Good idea, individual freezing. I wish you luck with it.
Let me tell you, TDHO, nothing stirs up this crowd like pizza. You couldn't have known what you were letting yourself in for. Thanks for all the advice. An uncooked sauce with a heap of Parmesan--sounds simple and good. Blue Zebra was also recommending an uncooked sauce, looks like that's the way to go. And I love the idea of making it ahead. That probably mellows out the bitterness I notice in canned paste particularly, along with a little sugar.
Gosh, Trekkies! Love Star Trek but haven't seen much since Deep Space Nine. Blue Zebra and I were talking the Doctor over at her blog--are you a Whovian too?
Oh, I think there's a pretty solid cat faction here as well, so welcome One Spot (don't tell me, let me guess...)
I'm going to assume that's Doctor Who and it looks cool, but I've yet to see an episode. I hate to start in the middle.
I can only hope that my sauce gets you closer to the satisfaction you're looking for, browndog.
No, he wasn't named for Spot on TNG. He's got white socks but one of them has a nearly round black spot on it, hence the name.
Yes, yes, the Doctor! You can rent the whole series if you do Netflix.
The gorgonzola foccacia sounds really good. I think I'd better go shopping.
Welcome, TDHO, and thanks for the pizza primerl. It's such a simple dish -- and so easy to screw up.
One of my faves is a non-tomato version from a locall restaurant made with walnuts and gorgonzola cheese. Massively delish. Every time I've tried to recreate it, I'm disappointed. I can't get the base right.

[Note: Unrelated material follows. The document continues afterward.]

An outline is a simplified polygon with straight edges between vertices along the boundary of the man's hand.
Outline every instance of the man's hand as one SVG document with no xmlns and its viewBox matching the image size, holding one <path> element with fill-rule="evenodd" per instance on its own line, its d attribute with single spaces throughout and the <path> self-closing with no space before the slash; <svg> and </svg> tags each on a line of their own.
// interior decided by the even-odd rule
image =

I thought it was plain olive oil, but mine ended up either too dry or with a gooey, oily puddle in the middle of the 'za.
Any thoughts on that?
(Sorry to impose on your generosity, but since you have confessed to some expertise, you're going to get plenty of brain-picking questions on this board. Which is why we love it so much!)

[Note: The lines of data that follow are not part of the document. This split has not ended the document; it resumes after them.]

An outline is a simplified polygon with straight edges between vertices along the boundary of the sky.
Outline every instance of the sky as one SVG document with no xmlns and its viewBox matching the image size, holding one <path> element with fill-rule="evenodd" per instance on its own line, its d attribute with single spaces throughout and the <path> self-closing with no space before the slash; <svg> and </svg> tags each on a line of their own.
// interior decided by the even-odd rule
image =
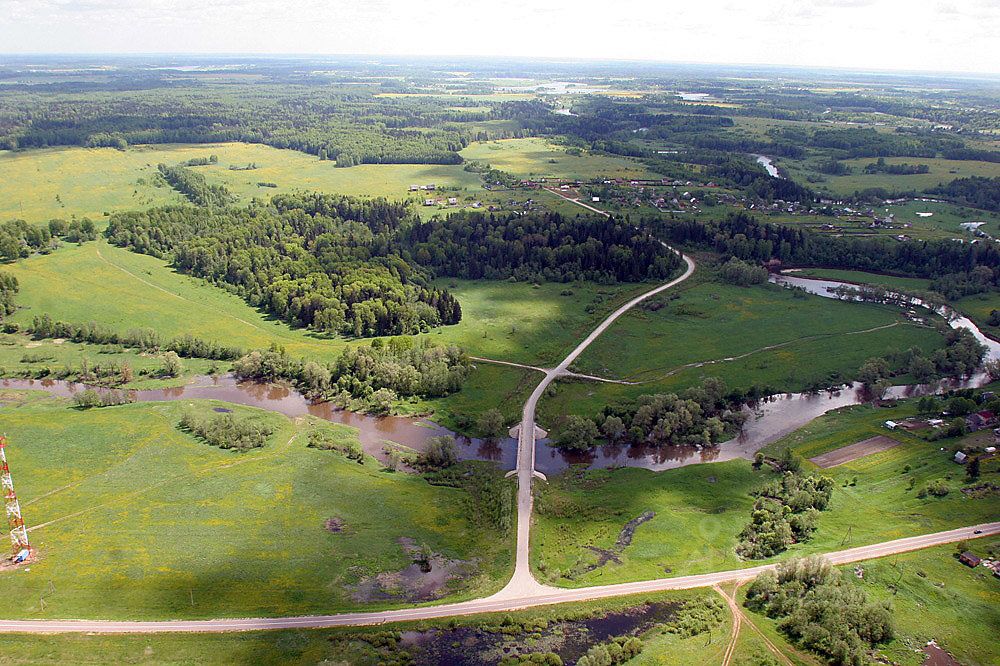
<svg viewBox="0 0 1000 666">
<path fill-rule="evenodd" d="M 1000 73 L 1000 0 L 0 0 L 0 53 L 528 56 Z"/>
</svg>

"I am not a cook. But I am sorta cooky."
I have zero experience with these toppings, but it sounded so familiar, I checked a few of my cookbooks and found something.
It's a focaccia with onions, walnuts, and gorgonzola. It's from 'The Little Guides-Pizzas' by Fog City Press. If you're interested, I'll post the base focaccia dough recipe along with ingredients and prep. If you already have a good focaccia recipe, I can just post the ingreds and prep.
I'd be happy to oblige with either, if you'd like.
I'd love to see what the book has to say about those toppings. No need to add the focaccia recipe. That bit I have covered.
Thanks!!
"I am not a cook. But I am sorta cooky."
They used an herb-flavored focaccia for this. Ingredients sans focaccia are as follows:
2 TBS extra-virgin olive oil
1/2 a yellow onion, thinly sliced
3oz/90 g Gorgonzola dolcelatte, coarsely chopped
1/4 cup/1oz/30 g coarsely chopped walnuts
They saute the onion in the olive oil until golden brown and let it cool while the dough is rising. They also mention dimpling the dough vigorously and letting it rise another 20 covered with a towel as the oven heats. Then, it's just a matter of spreading the toppings and cooking 'til golden brown and delicious.
They mention the dolcelatte is sweeter and milder than the piccante. And that it's good with a glass of vino da tavola.
Doesn't seem like I'm giving you any real revelations here, but that's the jist of it.
Reason being is that I swore an oath to my dh to "never again" use gorgonzola on my pizza. Cuz last time I did it, I stunk the house out with dirty feet smell for 2 days. *blush*
Maybe I could send him on a hunting trip? What's in season now? This recipe will get cooked in our house one way or another...as browndog is my witness!!